La porcellana di Capodimonte, con la sua caratteristica morbidezza e i suoi celebri figurini in biscuit (porcellana non smaltata), i servizi da tavola e gli arredi per la Reggia, è l’espressione più alta del gusto borbonico, un capolavoro di tecnica e arte rococò e neoclassica. Parallelamente alla porcellana, Napoli vanta una tradizione secolare nella maiolicatura architettonica di pregio. Le riggiole napoletane, come quelle che decorano il Chiostro delle Clarisse di Santa Chiara, sono celebri per la loro policromia e i complessi disegni. Le botteghe napoletane produssero anche vasellame maiolicato di altissima qualità, influenzato dai grandi centri italiani, ma con un’impronta distintiva.
Oggi, il legame tra Napoli e la ceramica è conservato in modo eminente in luoghi come il Museo di Capodimonte e attraverso l’attività dell’Istituto Statale d’Arte per la Ceramica “Filippo Palizzi” (noto come Istituto Caselli), un’eccellenza nella formazione artistica. La ceramica napoletana contemporanea si muove tra il recupero della tradizione di Capodimonte e una ricerca stilistica più moderna, spesso legata alla produzione artistica e al design d’arredo urbano.

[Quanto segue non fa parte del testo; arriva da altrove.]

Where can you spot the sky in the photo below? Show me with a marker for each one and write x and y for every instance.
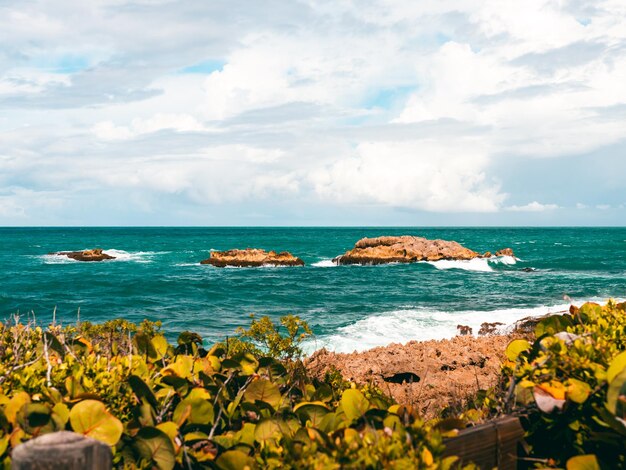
(312, 112)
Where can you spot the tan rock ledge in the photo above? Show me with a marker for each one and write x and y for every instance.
(409, 249)
(251, 257)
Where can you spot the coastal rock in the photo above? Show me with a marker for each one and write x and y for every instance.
(251, 257)
(404, 249)
(86, 255)
(430, 375)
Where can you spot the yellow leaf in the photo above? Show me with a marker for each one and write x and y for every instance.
(91, 418)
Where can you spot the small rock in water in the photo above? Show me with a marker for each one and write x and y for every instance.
(489, 328)
(505, 252)
(402, 377)
(86, 255)
(251, 257)
(464, 330)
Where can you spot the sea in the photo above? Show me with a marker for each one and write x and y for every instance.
(157, 275)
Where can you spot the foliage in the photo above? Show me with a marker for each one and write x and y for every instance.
(570, 387)
(170, 406)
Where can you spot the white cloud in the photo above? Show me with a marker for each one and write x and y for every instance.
(417, 174)
(416, 105)
(533, 207)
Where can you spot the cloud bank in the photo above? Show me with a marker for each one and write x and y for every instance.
(163, 112)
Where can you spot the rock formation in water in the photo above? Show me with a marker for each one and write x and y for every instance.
(86, 255)
(252, 257)
(408, 249)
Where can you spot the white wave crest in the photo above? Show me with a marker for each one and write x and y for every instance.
(57, 259)
(422, 324)
(325, 263)
(137, 256)
(119, 255)
(510, 260)
(476, 264)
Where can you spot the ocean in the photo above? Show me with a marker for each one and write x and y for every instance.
(157, 275)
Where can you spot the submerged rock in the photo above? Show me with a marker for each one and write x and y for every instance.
(251, 257)
(406, 249)
(86, 255)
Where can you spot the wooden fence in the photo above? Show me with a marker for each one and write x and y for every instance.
(490, 445)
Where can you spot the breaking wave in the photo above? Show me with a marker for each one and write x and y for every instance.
(422, 324)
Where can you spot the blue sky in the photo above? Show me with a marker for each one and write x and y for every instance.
(158, 112)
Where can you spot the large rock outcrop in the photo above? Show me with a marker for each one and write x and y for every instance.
(405, 249)
(251, 257)
(86, 255)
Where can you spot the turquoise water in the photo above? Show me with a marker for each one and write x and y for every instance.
(158, 276)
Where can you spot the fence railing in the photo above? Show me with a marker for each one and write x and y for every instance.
(490, 445)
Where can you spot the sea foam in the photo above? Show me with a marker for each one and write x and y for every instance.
(422, 324)
(476, 264)
(325, 263)
(120, 255)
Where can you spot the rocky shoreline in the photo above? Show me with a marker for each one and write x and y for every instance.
(430, 375)
(409, 249)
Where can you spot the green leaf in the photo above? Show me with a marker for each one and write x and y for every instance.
(312, 412)
(354, 404)
(515, 348)
(265, 391)
(618, 364)
(577, 390)
(156, 447)
(54, 343)
(91, 418)
(194, 411)
(248, 363)
(266, 430)
(144, 345)
(616, 395)
(583, 462)
(235, 460)
(160, 345)
(142, 390)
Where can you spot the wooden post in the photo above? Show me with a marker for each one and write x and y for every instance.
(62, 451)
(488, 445)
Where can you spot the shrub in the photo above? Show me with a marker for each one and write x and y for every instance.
(181, 406)
(570, 387)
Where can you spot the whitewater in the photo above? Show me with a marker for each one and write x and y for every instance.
(157, 275)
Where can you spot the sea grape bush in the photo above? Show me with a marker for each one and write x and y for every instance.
(168, 406)
(570, 387)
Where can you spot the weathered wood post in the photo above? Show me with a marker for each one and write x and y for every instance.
(488, 445)
(61, 451)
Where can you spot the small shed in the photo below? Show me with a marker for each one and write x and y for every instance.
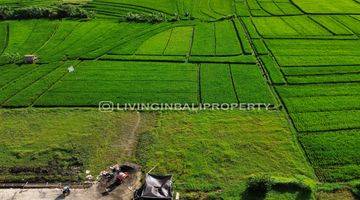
(30, 59)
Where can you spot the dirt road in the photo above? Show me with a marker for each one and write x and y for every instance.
(121, 193)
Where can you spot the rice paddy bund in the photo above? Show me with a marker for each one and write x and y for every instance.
(300, 56)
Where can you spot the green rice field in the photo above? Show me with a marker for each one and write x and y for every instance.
(300, 57)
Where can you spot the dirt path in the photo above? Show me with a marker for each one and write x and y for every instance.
(132, 138)
(122, 192)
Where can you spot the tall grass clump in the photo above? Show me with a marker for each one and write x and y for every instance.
(259, 185)
(152, 18)
(35, 12)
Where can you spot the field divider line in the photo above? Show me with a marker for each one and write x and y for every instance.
(149, 30)
(53, 84)
(66, 36)
(22, 89)
(283, 13)
(313, 37)
(192, 39)
(323, 74)
(48, 40)
(281, 102)
(321, 25)
(135, 7)
(214, 29)
(233, 83)
(39, 78)
(266, 11)
(325, 82)
(199, 84)
(346, 26)
(7, 38)
(298, 7)
(17, 78)
(98, 39)
(238, 36)
(329, 130)
(167, 42)
(290, 26)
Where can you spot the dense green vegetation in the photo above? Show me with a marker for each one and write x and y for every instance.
(232, 148)
(302, 56)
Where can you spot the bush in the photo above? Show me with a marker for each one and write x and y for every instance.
(356, 190)
(33, 12)
(259, 184)
(148, 18)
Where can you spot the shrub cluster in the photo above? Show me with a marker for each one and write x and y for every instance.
(33, 12)
(152, 18)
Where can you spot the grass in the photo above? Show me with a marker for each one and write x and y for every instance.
(250, 85)
(220, 170)
(328, 7)
(216, 84)
(124, 82)
(310, 52)
(51, 145)
(334, 155)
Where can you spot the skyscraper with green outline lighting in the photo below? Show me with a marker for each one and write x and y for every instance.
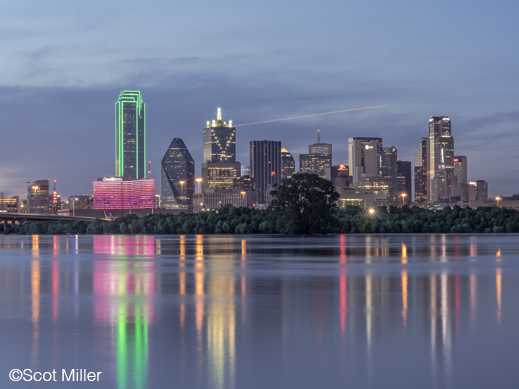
(130, 136)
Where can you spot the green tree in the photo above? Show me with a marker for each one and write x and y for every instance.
(302, 205)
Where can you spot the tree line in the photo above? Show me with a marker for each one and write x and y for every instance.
(304, 204)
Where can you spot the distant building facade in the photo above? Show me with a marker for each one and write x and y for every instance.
(219, 141)
(10, 204)
(420, 172)
(365, 157)
(404, 174)
(220, 169)
(38, 197)
(440, 154)
(120, 193)
(177, 176)
(460, 175)
(288, 162)
(389, 171)
(265, 165)
(318, 159)
(130, 136)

Nel contesto della valorizzazione e della promozione di questa eredità, l’intervento di CNA Salerno (con il suo raggio d’azione strategico in Campania) è di vitale importanza. Attraverso il progetto “Le vie della ceramica”, CNA Salerno ha incluso Napoli come uno dei sette centri nevralgici, riconoscendo la sua funzione di polo formativo e museale di riferimento. L’associazione si è impegnata per un collegamento istituzionale e accademico di alto livello, affidando la docenza per la sessione di Capodimonte al direttore dell’Istituto Caselli, un gesto che sottolinea l’importanza della formazione specialistica e della connessione tra l’artigianato storico e la didattica contemporanea. CNA Salerno promuove la creazione di una rete strategica che integri l’eccellenza delle manifatture storiche con le esigenze del mercato globale, garantendo che l’eredità artistica napoletana continui a essere un faro per l’artigianato ceramico italiano e un motore di occupazione qualificata per il territorio.